United States

LB&I releases technical guidance on mining industry property


On Sept.11, 2017 the IRS’s Large Business and International Division (LB&I) released a memorandum providing technical guidance to be used in determining the discrete units of property and major components associated with machinery and equipement frequently used in the mining industry.

Repairs, maintenance, replacement and improvement (RMRI) activities constitute significant expenses across in the mining industry. Under the Section 263(a) regulations, determining whether RMRI expenses are deductible repairs or, instead, capitalizible ‘improvements’ depends on whether a unit of property (UOP) is bettered, restored or adapted to a new use.
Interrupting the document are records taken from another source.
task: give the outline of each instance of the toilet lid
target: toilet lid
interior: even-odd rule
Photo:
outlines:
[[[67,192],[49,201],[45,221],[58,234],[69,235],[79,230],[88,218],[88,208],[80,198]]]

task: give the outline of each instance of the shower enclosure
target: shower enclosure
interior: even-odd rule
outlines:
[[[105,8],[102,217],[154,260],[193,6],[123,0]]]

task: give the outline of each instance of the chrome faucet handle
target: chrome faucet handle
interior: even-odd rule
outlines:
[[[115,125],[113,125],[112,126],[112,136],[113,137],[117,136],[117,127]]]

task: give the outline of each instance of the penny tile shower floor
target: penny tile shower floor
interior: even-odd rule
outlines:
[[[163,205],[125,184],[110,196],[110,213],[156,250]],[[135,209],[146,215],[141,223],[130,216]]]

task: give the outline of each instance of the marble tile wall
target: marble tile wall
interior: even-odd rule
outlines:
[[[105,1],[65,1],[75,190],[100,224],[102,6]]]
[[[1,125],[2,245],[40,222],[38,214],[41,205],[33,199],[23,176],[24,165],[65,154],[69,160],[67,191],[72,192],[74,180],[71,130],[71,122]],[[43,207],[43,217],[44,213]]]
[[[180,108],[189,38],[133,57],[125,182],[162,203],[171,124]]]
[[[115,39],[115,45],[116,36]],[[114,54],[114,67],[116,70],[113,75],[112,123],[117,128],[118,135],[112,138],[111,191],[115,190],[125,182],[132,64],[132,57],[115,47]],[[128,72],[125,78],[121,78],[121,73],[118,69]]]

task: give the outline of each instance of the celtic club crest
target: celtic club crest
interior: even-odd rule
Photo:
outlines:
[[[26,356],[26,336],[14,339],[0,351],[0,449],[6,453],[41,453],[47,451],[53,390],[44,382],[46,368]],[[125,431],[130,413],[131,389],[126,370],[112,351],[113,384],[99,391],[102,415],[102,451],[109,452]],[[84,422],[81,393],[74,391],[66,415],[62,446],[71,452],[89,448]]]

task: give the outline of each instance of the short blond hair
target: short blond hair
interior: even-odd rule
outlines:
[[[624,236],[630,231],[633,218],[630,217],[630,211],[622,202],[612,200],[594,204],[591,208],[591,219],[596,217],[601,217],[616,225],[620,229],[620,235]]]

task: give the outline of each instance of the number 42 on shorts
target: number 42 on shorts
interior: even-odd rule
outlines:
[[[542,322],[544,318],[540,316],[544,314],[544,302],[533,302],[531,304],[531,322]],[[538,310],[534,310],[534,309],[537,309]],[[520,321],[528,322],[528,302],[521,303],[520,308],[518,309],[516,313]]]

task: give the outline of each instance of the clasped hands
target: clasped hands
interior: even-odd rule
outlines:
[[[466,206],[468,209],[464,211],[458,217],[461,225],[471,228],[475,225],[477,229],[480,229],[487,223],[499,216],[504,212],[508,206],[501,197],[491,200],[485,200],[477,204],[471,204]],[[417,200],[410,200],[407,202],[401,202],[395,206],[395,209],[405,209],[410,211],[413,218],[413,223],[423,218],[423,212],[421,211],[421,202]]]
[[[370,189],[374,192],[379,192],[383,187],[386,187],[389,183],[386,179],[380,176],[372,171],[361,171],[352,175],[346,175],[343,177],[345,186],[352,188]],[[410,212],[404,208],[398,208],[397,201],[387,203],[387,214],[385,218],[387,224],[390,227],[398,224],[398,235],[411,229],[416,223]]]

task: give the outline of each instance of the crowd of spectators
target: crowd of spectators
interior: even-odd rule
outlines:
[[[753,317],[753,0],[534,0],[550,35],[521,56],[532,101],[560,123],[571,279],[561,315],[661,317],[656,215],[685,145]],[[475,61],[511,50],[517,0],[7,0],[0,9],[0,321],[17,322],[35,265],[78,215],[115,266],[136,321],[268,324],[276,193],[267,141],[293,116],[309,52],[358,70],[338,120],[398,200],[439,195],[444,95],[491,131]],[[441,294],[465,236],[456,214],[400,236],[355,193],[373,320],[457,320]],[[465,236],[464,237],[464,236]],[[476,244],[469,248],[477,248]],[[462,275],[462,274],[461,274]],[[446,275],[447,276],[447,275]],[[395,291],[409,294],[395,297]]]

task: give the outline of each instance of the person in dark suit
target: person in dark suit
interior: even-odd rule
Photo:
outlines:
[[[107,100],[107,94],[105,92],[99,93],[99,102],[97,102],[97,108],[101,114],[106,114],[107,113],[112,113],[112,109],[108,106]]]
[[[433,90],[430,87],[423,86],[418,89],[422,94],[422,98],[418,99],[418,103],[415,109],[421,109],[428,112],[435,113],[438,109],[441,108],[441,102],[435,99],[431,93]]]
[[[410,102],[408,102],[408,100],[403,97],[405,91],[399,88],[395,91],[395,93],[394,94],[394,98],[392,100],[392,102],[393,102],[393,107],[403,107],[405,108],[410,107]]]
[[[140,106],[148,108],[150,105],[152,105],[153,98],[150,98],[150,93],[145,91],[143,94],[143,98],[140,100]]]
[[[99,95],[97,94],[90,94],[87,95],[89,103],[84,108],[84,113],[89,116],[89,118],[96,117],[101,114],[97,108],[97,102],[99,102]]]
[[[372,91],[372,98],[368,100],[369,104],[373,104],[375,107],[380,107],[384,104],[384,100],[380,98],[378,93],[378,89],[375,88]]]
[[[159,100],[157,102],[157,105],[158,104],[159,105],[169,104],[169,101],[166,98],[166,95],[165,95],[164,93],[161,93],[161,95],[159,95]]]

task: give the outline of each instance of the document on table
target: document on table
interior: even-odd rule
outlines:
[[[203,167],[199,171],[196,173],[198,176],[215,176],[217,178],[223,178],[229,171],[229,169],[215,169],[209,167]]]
However, before such an analysis can be made, the taxpayer must first identify the relevant UOP and its major components.

Under Treas. Reg. Section 1.263(a)-3(e), the UOP determination is based upon the ‘functional interdepence standard.’ As applied to machinery used in industrial processes, this standard requires taxpayers to

  1. Identify the all of the components that are ‘functionally interdependent’ (meaning that the placing in service of one component is dependent on the placing in service of another), and
  2. Then identify the component(s) performing discrete, major fuctions or operations.
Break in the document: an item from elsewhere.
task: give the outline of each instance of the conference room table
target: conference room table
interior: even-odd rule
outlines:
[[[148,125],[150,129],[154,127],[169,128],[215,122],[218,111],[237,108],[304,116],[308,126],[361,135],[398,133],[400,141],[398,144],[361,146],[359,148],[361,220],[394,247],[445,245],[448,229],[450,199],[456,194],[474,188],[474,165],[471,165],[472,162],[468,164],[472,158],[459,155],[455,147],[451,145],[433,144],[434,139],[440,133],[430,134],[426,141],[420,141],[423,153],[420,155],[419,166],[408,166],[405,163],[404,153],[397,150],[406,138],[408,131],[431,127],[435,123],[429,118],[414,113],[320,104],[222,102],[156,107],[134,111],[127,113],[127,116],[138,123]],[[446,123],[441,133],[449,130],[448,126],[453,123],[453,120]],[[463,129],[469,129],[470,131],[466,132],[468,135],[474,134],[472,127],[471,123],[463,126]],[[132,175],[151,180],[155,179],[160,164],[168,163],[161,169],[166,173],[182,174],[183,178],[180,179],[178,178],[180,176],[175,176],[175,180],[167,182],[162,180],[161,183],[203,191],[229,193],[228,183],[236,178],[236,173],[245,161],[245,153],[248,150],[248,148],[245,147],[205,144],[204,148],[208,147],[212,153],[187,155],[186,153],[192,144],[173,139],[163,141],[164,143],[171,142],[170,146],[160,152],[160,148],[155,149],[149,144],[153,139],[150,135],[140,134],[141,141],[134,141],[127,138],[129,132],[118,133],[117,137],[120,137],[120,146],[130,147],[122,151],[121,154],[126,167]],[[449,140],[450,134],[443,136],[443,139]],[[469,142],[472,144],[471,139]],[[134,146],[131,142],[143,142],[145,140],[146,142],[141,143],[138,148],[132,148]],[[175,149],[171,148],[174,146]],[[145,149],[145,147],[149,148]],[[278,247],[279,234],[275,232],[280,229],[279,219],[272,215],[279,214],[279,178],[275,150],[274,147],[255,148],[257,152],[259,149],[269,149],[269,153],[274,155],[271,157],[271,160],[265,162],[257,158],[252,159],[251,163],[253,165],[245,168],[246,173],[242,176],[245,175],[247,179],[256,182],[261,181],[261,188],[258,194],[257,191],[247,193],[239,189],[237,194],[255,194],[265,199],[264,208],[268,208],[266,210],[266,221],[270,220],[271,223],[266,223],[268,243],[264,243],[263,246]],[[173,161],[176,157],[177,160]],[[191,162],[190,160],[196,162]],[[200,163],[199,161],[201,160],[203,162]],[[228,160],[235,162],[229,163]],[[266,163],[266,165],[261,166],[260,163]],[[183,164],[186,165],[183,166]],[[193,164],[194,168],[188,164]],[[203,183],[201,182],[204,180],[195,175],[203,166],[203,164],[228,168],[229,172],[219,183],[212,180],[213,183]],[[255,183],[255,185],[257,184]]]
Once the taxpayer determines the UOP they then must identify its ‘major components’ (UOP’s components that perform a discrete and critical function in UOP operation).

Due to the heavily interdependent nature of mining equipment, attempts to apply these standards within the mining industry has often resulted in disagreements between taxpayers and the IRS as to the deductibility of RMRI expenses. LB&I has provided guidance and numerous mining-specific examples to clarify the proper application of the UOP and major component definitions to mining activities.

Taxpayers who wish to change their UOP and/or major components classifications to follow this newly issued guidance may do so by filling a Form 3115, Application for Change in Accounting Method, following the automatic consent procedures of Section 11.08 of Rev. Proc. 2017-30 and Rev. Proc. 2015-13.

Interested taxpayers should consult their tax advisers concerning how this guidance may affect their unique tax positions.